The Young Victoria at Greenbelt Sept. 30
MANILA, Philippines - From the Oscar-winning producing team of Martin Scorsese and Graham King (The Departed) comes the soaring drama The Young Victoria which chronicles Queen Victoria’s ascension to the throne, focusing on the early turbulent years of her reign and her legendary romance and marriage to Prince Albert.
Starring Emily Blunt, Rupert Friend, Paul Bettany, Miranda Richardson, Jim Broadbent and Mark Strong, The Young Victoria will be shown exclusively at Greenbelt 3 starting Sept. 30.
For Academy Award-winner Julian Fellowes (Gosford Park) who wrote the screenplay, it was the early life of the young queen that fascinated him. “Ninety nine percent of the public don’t know anything about the story of her early life and will be surprised.”
The film is set in the period from 1836, the year before Victoria ascended the throne, to 1840 the year she married Prince Albert and sets out to revise the widely held picture of Queen Victoria as an elderly widow dressed in black. “The Queen Victoria everyone knows is the older Widow of Windsor with the handkerchief on her head, a rather fat woman in black looking depressed. Very few people know about the other side of her, her early life: That she was young, that she loved dancing, that she loved music and that she was very romantic. Some girls like to have fun and she was certainly one of them,” explains Fellowes.
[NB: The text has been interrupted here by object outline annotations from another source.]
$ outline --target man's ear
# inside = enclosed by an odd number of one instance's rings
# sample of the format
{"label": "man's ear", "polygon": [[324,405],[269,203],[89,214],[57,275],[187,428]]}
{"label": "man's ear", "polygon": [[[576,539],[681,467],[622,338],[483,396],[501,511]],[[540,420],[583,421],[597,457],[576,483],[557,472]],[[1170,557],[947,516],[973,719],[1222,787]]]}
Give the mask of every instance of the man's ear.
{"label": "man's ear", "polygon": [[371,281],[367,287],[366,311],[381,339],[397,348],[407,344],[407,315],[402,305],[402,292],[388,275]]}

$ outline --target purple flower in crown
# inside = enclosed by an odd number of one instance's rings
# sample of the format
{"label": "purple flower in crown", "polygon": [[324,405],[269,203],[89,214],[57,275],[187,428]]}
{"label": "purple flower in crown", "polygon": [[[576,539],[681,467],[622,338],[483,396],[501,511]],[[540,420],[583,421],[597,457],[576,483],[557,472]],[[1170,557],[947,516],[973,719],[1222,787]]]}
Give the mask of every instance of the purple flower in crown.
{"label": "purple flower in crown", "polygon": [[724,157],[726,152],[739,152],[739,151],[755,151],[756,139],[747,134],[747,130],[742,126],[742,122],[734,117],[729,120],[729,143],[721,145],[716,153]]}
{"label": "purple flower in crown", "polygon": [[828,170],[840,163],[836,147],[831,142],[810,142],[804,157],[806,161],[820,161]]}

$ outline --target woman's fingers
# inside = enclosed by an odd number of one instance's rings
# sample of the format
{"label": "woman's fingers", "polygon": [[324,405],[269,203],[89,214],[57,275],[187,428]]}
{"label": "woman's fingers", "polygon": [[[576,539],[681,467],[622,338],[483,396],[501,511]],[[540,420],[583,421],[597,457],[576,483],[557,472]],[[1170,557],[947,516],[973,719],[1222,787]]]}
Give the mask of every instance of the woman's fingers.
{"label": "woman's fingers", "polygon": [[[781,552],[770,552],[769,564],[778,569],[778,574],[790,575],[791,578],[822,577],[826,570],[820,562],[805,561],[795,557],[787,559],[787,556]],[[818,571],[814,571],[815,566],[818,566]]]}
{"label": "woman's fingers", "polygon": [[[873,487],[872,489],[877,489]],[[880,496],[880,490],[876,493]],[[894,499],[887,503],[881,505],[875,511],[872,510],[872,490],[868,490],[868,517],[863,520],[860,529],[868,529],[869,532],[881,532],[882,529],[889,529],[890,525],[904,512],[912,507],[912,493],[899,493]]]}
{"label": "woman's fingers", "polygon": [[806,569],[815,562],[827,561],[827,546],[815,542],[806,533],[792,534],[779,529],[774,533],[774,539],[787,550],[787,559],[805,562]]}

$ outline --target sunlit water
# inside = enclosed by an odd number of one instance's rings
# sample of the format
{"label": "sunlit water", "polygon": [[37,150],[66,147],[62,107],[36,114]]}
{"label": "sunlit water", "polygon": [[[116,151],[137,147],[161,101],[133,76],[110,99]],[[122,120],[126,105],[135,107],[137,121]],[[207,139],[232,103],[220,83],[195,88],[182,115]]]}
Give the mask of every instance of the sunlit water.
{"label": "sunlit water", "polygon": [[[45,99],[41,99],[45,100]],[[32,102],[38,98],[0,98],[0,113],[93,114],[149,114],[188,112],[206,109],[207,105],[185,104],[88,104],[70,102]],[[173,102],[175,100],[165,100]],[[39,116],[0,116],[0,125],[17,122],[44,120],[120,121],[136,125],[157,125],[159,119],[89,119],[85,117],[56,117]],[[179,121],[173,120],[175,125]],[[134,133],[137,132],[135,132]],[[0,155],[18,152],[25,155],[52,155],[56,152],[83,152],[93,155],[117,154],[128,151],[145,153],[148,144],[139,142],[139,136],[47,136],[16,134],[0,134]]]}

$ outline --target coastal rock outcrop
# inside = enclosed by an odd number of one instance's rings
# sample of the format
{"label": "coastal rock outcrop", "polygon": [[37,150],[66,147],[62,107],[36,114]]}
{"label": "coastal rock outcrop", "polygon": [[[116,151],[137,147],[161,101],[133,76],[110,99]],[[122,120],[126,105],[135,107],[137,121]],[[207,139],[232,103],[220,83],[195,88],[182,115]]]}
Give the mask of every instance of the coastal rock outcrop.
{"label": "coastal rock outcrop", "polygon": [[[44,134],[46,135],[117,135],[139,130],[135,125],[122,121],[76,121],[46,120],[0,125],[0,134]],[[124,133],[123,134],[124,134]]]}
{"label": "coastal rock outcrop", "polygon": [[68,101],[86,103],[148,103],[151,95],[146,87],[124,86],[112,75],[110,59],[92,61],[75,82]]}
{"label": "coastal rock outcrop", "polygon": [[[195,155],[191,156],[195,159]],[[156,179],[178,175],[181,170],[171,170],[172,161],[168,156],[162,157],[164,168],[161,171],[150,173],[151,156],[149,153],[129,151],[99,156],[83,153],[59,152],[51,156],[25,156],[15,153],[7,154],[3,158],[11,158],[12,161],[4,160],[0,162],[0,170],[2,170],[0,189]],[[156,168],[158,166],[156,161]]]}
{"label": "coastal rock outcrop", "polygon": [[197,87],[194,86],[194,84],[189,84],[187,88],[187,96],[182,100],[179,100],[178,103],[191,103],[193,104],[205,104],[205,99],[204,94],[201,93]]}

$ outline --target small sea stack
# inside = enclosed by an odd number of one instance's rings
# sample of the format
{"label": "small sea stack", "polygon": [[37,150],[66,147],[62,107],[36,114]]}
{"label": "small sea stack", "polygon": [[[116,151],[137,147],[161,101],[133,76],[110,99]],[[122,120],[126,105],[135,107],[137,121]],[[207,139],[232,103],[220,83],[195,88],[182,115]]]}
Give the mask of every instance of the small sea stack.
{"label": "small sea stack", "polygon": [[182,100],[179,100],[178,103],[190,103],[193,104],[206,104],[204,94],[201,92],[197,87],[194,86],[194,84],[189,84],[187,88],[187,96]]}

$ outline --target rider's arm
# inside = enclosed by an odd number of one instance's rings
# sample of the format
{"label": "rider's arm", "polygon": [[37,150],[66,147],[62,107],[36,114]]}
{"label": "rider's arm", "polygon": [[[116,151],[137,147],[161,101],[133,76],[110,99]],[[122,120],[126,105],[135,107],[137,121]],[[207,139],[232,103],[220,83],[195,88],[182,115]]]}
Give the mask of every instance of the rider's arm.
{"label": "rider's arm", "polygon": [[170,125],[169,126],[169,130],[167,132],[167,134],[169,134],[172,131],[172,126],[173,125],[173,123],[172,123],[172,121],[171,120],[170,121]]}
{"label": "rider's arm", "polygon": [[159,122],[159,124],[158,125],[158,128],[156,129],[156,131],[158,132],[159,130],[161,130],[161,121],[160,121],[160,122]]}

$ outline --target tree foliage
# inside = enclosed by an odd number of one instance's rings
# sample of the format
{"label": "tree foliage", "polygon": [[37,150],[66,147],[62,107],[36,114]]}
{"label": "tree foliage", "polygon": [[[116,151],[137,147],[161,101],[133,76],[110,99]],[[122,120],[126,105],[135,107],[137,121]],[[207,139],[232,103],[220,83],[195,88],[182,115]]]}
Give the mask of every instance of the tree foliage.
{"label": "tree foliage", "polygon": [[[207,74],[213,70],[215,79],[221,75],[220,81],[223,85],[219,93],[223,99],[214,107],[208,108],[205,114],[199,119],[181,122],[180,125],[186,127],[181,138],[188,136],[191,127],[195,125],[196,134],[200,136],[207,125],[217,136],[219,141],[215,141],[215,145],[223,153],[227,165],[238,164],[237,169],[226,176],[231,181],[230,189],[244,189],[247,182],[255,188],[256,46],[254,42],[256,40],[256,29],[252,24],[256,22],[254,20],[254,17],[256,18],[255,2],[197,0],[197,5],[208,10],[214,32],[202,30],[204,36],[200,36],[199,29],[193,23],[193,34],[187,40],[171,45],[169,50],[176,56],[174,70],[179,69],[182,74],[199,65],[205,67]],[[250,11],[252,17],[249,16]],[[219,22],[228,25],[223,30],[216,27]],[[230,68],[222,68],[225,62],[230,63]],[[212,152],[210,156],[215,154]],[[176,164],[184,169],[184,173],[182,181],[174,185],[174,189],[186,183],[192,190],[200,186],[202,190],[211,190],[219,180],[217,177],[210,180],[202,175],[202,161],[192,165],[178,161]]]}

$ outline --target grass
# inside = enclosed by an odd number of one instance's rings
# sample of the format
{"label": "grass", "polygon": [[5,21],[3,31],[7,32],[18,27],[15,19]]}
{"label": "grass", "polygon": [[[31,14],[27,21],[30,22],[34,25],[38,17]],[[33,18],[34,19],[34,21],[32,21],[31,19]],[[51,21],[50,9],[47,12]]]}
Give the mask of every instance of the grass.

The early part of the film presents Victoria living in a virtual prison. Fellowes explains Victoria’s early life. “Before her 63 year reign began, Victoria had a horrible childhood. Her father died before her first birthday, leaving her mother, the Duchess of Kent, to raise the sole heir to the throne. The Duchess can never have another child who is in line for the throne because her husband is dead. She’s just got this one frail little squib who will be Queen if only she doesn’t die. This created in her a kind of neurotic protectionism, a smothering childhood where Victoria could not have her own room and had to sleep on a little cot next to her mother’s bed until she was 18. She wasn’t able to go up or down stairs without holding an adult hand. She had almost no friends. It was a terribly lonely childhood.”